In all fairness, it is perhaps difficult to fully capture the spirit of a woman who penned such lines as these:
“[Janie] was stretched on her back beneath the pear tree soaking in the alto chant of the visiting bees, the gold of the sun and the panting breath of the breeze when the inaudible voice of it all came to her. She saw a dust-bearing bee sink into the sanctum of a bloom; the thousand sister-calyxes arch to meet the love embrace and the ecstatic shiver of the tree from root to tiniest branch creaming in every blossom and frothing with delight.” (“Their Eyes Were Watching God“)
Or: “I am not tragically colored. There is no great sorrow dammed up in my soul, nor lurking behind my eyes. I do not mind at all. I do not belong to the sobbing school of Negrohood who hold that nature somehow has given them a lowdown dirty deal and whose feelings are all hurt about it. Even in the helter-skelter skirmish that is my life, I have seen that the world is to the strong regardless of a little pigmentation more or less. No, I do not weep at the world—I am too busy sharpening my oyster knife.” (“Dust Tracks on a Road“)
But I also felt the book could have benefited from additional photos of Zora (there are only two, and in one from 1928 her features are indistinguishable), more description of her intimate relationships (her two marriages lasted only four years and seven months, respectively) and more samples of her literary voice: for example, Hurston’s weekly coverage of a 1952 murder trial for the Pittsburgh Courier is described as “seasoned with…characteristic rich descriptions and folksy phrases…” but only a couple of examples are given.

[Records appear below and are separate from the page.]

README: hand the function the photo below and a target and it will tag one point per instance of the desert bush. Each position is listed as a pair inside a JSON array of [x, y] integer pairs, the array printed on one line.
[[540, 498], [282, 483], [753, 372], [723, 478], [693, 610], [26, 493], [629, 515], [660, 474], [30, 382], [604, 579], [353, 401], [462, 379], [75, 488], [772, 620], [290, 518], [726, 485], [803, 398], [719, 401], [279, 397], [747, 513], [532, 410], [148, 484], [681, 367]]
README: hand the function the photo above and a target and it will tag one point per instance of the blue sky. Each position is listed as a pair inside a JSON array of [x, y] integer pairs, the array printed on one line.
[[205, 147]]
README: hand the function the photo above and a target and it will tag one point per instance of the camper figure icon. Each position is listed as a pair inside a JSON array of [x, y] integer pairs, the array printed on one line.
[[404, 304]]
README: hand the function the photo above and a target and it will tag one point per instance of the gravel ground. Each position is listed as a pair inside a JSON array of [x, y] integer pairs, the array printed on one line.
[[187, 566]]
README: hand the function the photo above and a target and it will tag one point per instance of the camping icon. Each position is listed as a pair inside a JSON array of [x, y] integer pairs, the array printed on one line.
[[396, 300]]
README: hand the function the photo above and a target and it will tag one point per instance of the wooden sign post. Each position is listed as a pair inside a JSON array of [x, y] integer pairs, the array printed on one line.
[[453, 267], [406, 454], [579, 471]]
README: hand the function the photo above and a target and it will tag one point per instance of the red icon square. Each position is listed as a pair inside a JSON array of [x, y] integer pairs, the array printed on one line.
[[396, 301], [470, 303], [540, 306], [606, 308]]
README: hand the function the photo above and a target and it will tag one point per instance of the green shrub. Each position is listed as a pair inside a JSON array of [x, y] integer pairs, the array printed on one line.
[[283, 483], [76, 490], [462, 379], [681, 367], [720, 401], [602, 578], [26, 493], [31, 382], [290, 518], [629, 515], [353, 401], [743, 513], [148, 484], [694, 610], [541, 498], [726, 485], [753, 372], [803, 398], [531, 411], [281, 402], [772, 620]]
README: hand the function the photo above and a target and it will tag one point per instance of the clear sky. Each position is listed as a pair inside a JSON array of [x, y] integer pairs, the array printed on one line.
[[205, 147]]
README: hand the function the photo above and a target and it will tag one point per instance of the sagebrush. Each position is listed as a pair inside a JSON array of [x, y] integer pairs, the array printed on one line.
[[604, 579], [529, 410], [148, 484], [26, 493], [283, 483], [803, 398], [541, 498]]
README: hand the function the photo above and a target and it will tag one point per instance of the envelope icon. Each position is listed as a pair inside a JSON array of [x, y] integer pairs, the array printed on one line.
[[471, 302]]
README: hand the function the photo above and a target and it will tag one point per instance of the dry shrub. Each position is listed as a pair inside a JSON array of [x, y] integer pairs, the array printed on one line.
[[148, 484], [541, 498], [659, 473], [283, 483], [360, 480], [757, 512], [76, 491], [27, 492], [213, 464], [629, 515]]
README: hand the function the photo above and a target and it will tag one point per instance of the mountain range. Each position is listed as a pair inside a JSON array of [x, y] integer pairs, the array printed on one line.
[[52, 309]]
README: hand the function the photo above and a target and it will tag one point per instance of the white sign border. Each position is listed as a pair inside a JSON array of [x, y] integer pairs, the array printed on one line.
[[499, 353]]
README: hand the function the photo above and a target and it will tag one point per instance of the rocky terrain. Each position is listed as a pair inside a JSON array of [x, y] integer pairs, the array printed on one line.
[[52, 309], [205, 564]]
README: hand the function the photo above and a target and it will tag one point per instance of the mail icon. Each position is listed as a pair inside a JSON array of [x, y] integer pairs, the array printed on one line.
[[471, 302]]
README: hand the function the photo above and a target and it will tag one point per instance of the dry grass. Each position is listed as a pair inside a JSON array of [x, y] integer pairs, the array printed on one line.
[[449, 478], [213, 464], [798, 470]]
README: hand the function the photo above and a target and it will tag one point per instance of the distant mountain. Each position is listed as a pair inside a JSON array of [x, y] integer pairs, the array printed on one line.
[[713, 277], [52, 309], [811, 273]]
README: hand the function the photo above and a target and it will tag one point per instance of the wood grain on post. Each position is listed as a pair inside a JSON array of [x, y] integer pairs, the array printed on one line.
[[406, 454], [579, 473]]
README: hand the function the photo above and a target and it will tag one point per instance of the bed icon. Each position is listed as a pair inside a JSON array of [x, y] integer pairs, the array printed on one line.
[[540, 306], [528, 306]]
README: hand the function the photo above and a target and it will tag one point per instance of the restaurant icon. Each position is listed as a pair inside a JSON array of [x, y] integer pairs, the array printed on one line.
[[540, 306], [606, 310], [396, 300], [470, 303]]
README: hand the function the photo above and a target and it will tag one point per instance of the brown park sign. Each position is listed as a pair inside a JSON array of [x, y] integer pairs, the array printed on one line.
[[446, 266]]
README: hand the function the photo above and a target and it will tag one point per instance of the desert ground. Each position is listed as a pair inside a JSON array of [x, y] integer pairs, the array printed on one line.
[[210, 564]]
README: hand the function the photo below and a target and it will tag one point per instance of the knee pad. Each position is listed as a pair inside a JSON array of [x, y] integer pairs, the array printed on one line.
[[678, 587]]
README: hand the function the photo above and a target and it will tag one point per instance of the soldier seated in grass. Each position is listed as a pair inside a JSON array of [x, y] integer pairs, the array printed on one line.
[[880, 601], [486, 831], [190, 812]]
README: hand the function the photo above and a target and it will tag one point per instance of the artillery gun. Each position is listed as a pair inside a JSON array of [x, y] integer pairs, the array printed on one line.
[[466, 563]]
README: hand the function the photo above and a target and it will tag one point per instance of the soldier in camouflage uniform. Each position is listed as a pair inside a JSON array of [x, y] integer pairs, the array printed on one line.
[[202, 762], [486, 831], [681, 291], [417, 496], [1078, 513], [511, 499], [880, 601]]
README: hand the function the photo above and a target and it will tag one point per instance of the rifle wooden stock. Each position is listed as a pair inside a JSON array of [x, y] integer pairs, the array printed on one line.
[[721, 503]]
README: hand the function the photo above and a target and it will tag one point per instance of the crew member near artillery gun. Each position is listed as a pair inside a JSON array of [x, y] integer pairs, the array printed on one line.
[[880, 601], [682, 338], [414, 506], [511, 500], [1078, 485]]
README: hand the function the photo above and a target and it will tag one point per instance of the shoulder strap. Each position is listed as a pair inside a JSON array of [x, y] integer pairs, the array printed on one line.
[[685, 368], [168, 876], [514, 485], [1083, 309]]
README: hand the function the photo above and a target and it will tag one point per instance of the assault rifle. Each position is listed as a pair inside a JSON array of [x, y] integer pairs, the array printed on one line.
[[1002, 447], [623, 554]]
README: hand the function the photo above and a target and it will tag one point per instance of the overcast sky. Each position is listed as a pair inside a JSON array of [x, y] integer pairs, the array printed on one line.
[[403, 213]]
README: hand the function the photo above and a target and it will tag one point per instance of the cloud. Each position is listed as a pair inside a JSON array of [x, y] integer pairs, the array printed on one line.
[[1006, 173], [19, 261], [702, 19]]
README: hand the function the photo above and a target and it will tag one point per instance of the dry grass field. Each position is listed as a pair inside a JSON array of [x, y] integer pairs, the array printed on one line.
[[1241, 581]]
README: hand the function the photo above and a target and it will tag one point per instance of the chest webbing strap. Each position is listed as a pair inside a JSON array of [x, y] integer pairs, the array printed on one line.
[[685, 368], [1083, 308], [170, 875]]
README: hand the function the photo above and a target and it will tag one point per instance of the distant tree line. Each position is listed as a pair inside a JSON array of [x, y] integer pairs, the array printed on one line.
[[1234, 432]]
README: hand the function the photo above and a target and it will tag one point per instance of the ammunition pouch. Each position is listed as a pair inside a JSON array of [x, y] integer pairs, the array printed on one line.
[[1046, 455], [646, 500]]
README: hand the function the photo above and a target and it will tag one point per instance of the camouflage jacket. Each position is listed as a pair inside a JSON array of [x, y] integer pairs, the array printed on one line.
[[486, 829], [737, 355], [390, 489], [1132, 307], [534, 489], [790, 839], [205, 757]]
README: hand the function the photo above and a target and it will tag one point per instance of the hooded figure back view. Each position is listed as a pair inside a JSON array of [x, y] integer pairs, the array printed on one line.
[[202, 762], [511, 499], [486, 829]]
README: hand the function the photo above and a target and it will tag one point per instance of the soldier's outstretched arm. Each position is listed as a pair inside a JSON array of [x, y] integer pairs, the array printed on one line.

I am, however, indebted to the author for revealing the remarkable arc of Zora’s life, with its seemingly improbable successes as well as achingly relatable struggles, particularly in her last days. She was not only gifted with an ear for dialect and storytelling, but bravery and indefatigable persistence, disappointed by many of her race even as she tirelessly promoted black culture. Moylan’s book is a good introduction to the facts surrounding Zora, but like any author of note, her essence truly lives within her own words.